Why does one branch receive much more flow than the others, and how do I fix it?

The favored branch — shorter, larger in diameter, or at a lower elevation — has lower resistance, so it carries more flow for the same pressure drop at the node. The fix is hydraulic balancing: a deliberate local loss (orifice plate, balancing valve) is inserted in the favored branch, sized to dissipate the excess pressure and redistribute flow to the disadvantaged branches, equalizing the deliveries.
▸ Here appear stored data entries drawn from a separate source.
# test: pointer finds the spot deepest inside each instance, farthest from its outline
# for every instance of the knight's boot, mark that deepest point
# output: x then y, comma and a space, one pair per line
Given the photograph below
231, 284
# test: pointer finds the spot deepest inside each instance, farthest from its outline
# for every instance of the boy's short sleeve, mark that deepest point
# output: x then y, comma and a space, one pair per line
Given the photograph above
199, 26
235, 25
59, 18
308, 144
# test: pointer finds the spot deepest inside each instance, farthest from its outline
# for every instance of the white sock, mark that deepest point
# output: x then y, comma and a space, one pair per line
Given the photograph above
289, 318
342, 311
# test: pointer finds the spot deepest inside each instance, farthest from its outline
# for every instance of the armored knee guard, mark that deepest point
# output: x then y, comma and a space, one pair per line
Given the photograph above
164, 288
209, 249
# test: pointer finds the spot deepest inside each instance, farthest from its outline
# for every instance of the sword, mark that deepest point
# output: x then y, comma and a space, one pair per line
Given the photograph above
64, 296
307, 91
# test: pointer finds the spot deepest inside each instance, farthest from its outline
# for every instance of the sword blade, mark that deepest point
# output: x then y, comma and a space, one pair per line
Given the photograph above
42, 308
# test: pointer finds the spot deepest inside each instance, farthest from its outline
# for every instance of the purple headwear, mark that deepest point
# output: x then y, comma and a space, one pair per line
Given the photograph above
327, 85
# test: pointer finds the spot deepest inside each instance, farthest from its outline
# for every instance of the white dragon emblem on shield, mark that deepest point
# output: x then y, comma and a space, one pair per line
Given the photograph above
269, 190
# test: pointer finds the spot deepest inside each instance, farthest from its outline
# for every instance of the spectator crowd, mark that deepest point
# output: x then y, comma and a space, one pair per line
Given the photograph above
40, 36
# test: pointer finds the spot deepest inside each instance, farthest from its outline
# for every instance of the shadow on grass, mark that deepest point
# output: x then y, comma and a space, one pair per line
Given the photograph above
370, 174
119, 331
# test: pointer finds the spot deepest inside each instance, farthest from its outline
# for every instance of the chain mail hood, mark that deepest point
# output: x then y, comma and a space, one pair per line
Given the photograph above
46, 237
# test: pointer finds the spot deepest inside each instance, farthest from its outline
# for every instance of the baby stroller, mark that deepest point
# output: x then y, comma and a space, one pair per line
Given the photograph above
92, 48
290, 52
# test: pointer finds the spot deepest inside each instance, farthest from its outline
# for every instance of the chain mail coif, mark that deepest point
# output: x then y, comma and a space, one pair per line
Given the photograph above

How many branches does the tool solve and what limits that number?

The network accepts one pump, the main line, and up to 20 branches, which can even be hierarchical (a parent branch grouping sub-branches). The limit is practical: each segment adds an unknown and the Jacobian grows, but the Gaussian elimination at each iteration solves systems of that size instantly. Branches that cannot get enough pressure are detected as unreachable and flagged, rather than producing physically meaningless negative flow.

How does the pump enter the network calculation?

The pump is represented by its H×Q curve, fitted with a 3-point Lagrange polynomial from the catalog. The head at the pump discharge point is the suction-level elevation plus H_pump(Q_total) minus the suction loss. Since Q_total is the sum of all branch flows — one of the unknowns — the pump 'slides' along its curve during iteration: the actual operating point emerges from the joint convergence of pump and network.

Glossary

Node (junction)
A point in the network where pipes meet or branch off. Internal nodes impose mass conservation; demand nodes impose the required minimum pressure.
Branch
A pipe segment leading from the main line (or from another branch) to a demand point. Each branch has its own length, diameter, roughness, elevation, and fittings.
Piezometric head (H)
Energy per unit weight of fluid at a point, in mH2O. It is what propagates through the network from the pump, dropping at each segment by the head loss.
Jacobian
The matrix of partial derivatives of the residuals with respect to the flow rates (∂F/∂Q). In the solver it is computed numerically by central finite difference and used for the Newton step.
Residual
How far each equation (continuity at a node or pressure at a branch) is from zero for a given flow estimate. The solution is found when the norm of the residual vector drops below the tolerance.
Balancing plate
An orifice plate or restriction inserted in a favored branch to create a deliberate local loss, dissipate the excess pressure, and redistribute flow among the branches.